The prefrontal cortex, which helps control emotion, doesn't start to mature until around age 4.
Or, as Karp reminded me, toddlers are like cave people. "When they get upset, they go Jurassic on you. They spit and scream and scratch and throw things." To reach that prehistoric toddler, Karp has two key rules: the Fast Food Rule and the Toddlerese Rule.
"The Fast Food Rule says that whenever you're speaking with someone who is upset, they get to go first, and you acknowledge their feelings before doing anything else," Karp says.
How do you do that? Use "toddlerese," which involves talking to your screaming, sobbing toddler in his own language: lots of repetition of short phrases that mirror his feelings -- with body language and facial expressions to match.
Instead of calmly telling Adrian, "I'm sorry, honey, but you told Mommy you wanted the hot dog," I should have said: "You say no!
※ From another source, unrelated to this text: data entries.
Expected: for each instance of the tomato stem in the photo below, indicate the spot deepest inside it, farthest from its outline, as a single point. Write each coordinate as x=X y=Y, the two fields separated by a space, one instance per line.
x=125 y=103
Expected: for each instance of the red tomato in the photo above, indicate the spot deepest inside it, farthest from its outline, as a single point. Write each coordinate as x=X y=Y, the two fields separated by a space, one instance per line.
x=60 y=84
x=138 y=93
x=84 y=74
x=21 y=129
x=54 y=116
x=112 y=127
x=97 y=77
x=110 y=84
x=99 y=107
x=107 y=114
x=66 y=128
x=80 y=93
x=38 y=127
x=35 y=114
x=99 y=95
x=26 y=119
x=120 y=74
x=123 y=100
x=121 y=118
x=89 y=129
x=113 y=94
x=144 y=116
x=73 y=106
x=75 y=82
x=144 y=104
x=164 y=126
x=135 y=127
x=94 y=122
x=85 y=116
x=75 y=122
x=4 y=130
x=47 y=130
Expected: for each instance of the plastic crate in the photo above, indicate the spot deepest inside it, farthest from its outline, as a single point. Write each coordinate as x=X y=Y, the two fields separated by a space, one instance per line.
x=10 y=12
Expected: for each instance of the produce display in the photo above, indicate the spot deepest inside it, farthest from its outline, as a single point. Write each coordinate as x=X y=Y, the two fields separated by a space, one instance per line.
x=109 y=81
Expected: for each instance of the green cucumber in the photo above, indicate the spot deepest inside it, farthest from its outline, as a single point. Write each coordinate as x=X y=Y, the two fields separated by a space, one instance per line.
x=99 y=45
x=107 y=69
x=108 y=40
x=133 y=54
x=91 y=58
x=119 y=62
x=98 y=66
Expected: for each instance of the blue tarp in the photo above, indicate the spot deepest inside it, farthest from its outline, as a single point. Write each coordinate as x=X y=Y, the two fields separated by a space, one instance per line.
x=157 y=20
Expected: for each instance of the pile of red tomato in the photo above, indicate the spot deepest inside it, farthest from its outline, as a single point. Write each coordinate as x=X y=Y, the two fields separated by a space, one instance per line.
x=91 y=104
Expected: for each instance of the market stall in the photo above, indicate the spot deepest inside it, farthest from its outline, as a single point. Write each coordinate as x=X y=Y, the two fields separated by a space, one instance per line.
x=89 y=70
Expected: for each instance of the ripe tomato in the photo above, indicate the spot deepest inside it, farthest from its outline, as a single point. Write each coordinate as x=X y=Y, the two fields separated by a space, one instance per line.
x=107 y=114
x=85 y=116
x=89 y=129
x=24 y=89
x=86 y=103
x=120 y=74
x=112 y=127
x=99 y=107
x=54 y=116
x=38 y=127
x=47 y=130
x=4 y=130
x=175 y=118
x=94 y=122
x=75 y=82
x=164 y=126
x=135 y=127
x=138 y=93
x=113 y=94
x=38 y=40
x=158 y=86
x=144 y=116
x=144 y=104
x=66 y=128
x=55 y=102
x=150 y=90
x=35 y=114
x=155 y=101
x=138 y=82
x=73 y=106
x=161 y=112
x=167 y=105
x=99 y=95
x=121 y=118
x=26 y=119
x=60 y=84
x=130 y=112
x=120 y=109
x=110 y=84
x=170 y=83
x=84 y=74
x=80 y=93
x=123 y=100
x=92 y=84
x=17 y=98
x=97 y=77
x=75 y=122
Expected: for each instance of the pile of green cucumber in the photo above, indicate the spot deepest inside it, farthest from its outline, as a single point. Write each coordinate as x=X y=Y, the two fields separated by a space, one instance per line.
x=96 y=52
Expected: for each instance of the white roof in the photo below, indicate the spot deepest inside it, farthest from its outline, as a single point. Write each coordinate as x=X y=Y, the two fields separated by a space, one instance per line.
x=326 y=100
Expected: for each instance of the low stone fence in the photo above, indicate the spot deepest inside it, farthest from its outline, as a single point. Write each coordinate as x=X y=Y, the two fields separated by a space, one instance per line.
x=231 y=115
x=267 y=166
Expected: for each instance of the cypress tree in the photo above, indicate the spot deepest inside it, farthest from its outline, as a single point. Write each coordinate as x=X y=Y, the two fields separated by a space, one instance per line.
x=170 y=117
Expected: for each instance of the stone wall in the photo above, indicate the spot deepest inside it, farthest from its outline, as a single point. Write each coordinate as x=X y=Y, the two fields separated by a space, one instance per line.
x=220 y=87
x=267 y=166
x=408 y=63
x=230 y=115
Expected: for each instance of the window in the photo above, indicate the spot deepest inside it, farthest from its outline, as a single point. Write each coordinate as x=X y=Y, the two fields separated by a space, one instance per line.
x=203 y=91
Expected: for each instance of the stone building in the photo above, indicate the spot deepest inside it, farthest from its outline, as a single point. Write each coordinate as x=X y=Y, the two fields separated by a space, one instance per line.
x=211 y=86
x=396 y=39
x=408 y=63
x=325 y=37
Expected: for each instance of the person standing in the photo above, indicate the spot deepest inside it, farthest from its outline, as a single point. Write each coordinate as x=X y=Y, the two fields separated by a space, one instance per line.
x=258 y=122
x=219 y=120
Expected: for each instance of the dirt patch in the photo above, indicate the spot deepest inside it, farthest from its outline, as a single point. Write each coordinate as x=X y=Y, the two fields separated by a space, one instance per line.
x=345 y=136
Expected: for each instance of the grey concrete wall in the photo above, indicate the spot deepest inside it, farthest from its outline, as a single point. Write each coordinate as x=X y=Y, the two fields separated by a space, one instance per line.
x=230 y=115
You say no! You want chicken nuggets! No hot dog! No hot dog! Your face is really sad! You're on the floor!"
After they look at you and calm down (and they will, Karp promises), that's the cue to switch to your own agenda. "But nooo, no chicken now. Hot dog now. Hot dog now."
It's almost never too soon to start with this approach, Karp says. "Even a 1-year-old will respond to it. By acknowledging their feelings and speaking their language, you can help them be more cooperative, respectful, and attentive."
What's better than defusing tantrums? Try what Karp calls "feeding the meter": taking a few minutes periodically throughout the day to devote uninterrupted attention to your toddler. Some of Karp's favorite coins for your meter:
Stick to it. No need for anything extravagant. A sticker on her forehead will do (and make her giggle). Or you can put a checkmark on your child's hand with a washable marker every time he does some small, good thing. "Check!" you declare. At bedtime, count your child's checkmarks and talk about what a great day he's had.
Be a gossip. Let your child "catch" you praising him to someone else (in a loud stage whisper). Everyone loves praise, but it's even more gratifying to overhear your achievements being heralded to someone else.